Levantei da mesa e caminhei até a geladeira. Peguei uma garrafa de água, um copo de cima da pia e então me servi um pouco da água. Me escorei na pia e olhei para ele.
── Eu cheguei, vi o garoto aqui e começamos a conversar. ── respondi, levando o copo até minha boca.
Stan andou até mim e antes do copo tocar meus lábios ele agarrou meu pulso.
── Estava parecendo que vocês estavam sendo super amigos já.
── Ele estava ferido. Eu só o ajudei, se é o que quer saber. ── encarei ele.
Stan sorriu.
── Que amável da sua parte, Callum. ── sua expressão voltou a ser fria e o modo como mencionou meu nome me irritou. Desgraçado. ── Fique longe dele, entendeu? E sai da minha casa também.
Sorri de volta.
── Com o maior prazer.
Antes de ir embora joguei em cima da mesa de centro os papéis com as informações de uma garota que seria um alvo fácil para Stan.
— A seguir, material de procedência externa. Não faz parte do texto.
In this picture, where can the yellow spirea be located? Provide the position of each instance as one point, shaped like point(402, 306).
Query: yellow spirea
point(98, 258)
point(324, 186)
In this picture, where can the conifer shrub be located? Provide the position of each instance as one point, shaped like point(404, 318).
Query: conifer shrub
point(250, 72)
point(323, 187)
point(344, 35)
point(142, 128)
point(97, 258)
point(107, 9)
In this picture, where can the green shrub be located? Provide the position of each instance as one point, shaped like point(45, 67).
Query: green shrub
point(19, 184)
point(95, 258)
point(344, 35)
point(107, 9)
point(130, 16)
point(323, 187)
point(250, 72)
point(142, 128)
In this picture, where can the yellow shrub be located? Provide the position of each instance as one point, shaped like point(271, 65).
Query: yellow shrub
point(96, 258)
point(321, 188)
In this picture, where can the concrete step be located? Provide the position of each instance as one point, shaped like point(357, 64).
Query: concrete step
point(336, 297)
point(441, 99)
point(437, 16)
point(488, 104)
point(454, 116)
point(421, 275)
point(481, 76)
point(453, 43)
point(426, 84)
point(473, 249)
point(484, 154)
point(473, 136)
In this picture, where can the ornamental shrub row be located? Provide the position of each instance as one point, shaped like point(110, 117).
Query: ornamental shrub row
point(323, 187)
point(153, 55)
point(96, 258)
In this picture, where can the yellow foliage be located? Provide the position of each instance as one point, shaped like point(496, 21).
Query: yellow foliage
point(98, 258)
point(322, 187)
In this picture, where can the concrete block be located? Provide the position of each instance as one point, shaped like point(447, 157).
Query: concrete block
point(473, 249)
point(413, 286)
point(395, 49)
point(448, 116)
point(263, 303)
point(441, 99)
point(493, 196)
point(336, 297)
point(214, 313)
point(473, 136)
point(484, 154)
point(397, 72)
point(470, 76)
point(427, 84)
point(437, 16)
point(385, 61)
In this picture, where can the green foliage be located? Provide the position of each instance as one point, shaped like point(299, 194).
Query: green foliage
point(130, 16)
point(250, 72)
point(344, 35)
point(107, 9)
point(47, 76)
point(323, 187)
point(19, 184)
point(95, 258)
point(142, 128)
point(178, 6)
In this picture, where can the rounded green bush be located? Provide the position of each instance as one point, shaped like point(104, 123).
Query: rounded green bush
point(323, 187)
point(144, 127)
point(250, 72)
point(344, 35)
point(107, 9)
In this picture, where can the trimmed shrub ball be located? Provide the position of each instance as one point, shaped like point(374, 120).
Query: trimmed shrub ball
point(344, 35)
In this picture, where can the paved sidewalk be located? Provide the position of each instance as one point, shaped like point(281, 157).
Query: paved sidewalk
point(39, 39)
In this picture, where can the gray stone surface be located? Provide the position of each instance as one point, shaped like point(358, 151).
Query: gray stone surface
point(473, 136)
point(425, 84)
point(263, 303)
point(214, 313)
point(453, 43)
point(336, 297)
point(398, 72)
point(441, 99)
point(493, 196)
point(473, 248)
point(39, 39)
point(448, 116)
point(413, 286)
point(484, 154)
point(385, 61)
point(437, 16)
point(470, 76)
Depois de todas aquelas perguntas eu já sabia quem havia causado aqueles ferimentos em Tom, e sabia que ele e Stan tinha alguma coisa. Só aquelas duas coisas deveriam ser o bastante para que eu mativesse minha mente e pensamentos longe de Tom, mas eu poderia gostar da sensação de bater de frente com o perigo. Minhas boas ações não haviam me levado a lugar algum. Talvez fosse a hora de jogar tudo para o alto.